4. How does the WPDX 90° output affect the total drive efficiency compared with WPDO?+
The bevel gear stage inside the WPDX that creates the 90° output adds approximately 2–3% additional power loss compared with the WPDO co-axial arrangement. For a WPDX 100 at 30:1 with a 1.5 kW motor, this represents approximately 30–45 W of extra heat generated at the bevel stage — typically absorbed by the cast-iron housing without requiring supplementary cooling in standard Australian ambient conditions up to 40 °C. The bevel gears share the main oil sump with the worm mesh, so no separate lubrication system is required. The 90° output shaft torque rating is equal to the co-axial output shaft rating at the same frame size.
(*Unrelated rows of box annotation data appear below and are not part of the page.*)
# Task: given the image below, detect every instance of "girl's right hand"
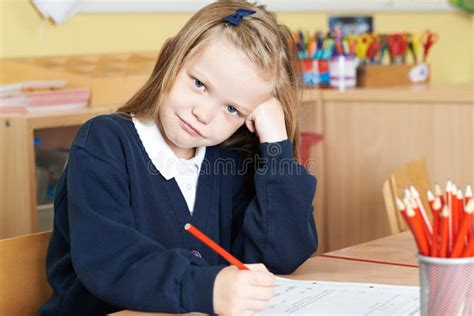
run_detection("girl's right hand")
[213,263,275,316]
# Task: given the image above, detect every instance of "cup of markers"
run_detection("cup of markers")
[396,181,474,315]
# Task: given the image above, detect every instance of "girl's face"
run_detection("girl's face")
[158,38,275,158]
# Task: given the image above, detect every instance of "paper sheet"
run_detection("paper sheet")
[257,278,420,316]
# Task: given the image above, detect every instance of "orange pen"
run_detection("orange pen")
[184,223,249,270]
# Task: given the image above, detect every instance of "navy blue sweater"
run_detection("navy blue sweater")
[39,114,317,315]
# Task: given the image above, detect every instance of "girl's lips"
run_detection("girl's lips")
[178,116,203,137]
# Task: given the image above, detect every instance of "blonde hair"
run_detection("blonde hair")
[117,0,300,157]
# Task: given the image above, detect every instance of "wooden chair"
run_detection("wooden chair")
[382,159,431,234]
[0,231,52,315]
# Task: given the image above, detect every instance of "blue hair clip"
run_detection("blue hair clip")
[224,9,257,26]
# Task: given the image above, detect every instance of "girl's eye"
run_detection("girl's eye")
[194,79,206,89]
[226,105,239,114]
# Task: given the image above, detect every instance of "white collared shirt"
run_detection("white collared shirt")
[132,117,206,215]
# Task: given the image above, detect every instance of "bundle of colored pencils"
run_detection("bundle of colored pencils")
[396,181,474,258]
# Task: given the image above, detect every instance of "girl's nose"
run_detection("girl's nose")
[191,105,216,125]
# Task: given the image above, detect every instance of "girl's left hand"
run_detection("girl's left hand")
[245,97,288,143]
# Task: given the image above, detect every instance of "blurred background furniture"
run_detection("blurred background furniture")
[0,231,52,316]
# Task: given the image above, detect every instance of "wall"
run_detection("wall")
[0,0,474,84]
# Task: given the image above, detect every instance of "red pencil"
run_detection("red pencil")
[438,205,449,258]
[450,202,474,258]
[184,223,249,270]
[406,205,430,256]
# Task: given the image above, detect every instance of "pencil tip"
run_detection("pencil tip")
[426,190,434,202]
[396,197,406,211]
[464,185,472,197]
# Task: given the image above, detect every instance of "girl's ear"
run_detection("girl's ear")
[245,118,255,133]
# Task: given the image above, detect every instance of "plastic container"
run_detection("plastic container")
[329,55,357,91]
[417,255,474,316]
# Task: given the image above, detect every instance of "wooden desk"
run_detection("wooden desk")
[112,232,419,316]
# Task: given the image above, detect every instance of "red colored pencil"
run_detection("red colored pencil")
[461,235,474,257]
[410,186,433,240]
[184,223,249,270]
[438,205,449,258]
[435,185,445,208]
[446,181,453,252]
[450,201,474,258]
[428,191,441,257]
[406,205,430,256]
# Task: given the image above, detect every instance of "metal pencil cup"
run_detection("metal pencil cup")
[417,255,474,316]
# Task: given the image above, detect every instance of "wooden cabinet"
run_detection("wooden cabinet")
[304,85,474,251]
[0,108,109,238]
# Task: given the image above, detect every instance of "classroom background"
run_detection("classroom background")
[0,0,474,315]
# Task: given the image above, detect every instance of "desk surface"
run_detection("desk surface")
[113,232,418,316]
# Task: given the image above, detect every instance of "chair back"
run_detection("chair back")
[382,159,431,234]
[0,231,52,315]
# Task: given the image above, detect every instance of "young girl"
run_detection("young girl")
[40,0,317,315]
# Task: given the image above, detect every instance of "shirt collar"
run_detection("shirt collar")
[132,117,206,180]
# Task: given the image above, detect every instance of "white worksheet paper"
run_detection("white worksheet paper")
[258,277,420,316]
5. Can the WPDO output shafts be hollow bore for shaft-direct mounting to the driven machines?+
Yes — both WPDO output stubs can be bored hollow as a factory custom option with a 3–4 week lead time. Combined with the IEC B5 input flange on the motor side, a hollow-bore WPDO eliminates couplings at all three interface points — motor side, output side 1, and output side 2 — creating a three-coupling-free drive train for twin-load machinery. This configuration requires a torque arm to react the housing rotation moment. Specify the required bore diameter, DIN 6885 keyway dimensions, and torque arm mounting arrangement for each output stub when ordering. Both stubs can be bored to the same or different diameters if the two driven shaft sizes differ.
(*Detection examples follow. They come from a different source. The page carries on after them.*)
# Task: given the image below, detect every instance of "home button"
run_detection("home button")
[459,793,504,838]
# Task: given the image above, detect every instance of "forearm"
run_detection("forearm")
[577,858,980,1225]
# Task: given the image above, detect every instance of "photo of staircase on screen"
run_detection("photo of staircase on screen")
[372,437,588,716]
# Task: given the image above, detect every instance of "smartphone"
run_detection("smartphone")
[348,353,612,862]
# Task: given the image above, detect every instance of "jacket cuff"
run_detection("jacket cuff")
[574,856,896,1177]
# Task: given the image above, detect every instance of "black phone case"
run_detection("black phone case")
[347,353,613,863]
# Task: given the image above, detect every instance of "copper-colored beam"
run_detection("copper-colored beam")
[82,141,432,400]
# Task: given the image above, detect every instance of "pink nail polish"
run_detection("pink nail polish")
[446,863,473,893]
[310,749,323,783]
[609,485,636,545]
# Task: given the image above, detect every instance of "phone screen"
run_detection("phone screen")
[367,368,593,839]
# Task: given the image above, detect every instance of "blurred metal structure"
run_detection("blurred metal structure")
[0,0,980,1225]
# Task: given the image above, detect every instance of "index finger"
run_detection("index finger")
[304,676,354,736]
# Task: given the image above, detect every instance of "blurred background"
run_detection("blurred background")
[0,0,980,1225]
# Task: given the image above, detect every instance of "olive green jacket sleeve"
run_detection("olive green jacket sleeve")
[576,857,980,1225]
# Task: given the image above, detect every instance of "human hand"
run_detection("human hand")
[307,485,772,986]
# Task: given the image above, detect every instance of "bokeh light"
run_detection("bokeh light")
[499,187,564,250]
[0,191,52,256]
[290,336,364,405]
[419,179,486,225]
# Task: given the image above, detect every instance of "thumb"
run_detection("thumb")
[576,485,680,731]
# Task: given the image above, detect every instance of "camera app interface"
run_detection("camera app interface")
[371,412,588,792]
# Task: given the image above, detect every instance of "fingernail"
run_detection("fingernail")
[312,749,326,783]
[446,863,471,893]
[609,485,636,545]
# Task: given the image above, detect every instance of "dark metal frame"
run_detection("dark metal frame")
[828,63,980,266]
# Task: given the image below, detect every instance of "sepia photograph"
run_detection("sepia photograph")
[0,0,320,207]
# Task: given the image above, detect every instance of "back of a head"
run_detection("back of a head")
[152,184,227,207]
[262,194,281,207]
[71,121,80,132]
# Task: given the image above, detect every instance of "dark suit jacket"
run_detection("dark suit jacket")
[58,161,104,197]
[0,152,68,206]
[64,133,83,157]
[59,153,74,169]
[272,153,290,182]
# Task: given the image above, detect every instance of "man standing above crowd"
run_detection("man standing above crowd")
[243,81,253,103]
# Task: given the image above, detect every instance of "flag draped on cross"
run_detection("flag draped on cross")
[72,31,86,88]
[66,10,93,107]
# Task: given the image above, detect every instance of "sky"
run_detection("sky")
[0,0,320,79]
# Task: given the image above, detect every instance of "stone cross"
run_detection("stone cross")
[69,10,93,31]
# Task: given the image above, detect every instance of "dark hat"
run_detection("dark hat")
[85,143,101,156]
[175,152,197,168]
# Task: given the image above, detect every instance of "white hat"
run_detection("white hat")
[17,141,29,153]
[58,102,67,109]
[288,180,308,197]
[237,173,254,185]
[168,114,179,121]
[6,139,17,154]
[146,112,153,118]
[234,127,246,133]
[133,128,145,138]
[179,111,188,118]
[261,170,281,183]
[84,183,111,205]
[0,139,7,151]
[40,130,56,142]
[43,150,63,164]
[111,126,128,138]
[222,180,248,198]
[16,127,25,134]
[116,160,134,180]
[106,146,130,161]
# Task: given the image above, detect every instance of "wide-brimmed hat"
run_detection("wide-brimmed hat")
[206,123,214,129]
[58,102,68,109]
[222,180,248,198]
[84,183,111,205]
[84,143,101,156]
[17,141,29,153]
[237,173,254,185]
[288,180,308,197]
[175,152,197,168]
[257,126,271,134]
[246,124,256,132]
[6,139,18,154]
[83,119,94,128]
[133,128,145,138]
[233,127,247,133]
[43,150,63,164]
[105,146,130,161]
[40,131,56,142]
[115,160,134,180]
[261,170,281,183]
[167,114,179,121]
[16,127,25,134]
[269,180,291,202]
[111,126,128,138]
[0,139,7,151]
6. What is the total installed cost saving of specifying WPDO vs two separate WPDA units?+
For a typical twin-load Australian industrial installation at WPDA size 100 equivalent power: two WPDA 100 units + two IEC 90B5 motors + two sets of coupling sprockets + two VFDs for synchronisation + two motor bases + installation labour for two aligned systems typically totals AUD $4,500–7,500 in hardware plus $500–1,200 in VFD commissioning and calibration. A single WPDO 100 + one IEC 90B5 motor (no VFD required) + two sprockets + installation labour for one unaligned system typically totals AUD $2,200–3,500. Total saving: AUD $2,000–5,000 per twin-drive installation, with an ongoing annual saving of approximately 2–4 hours of VFD calibration maintenance eliminated per installation.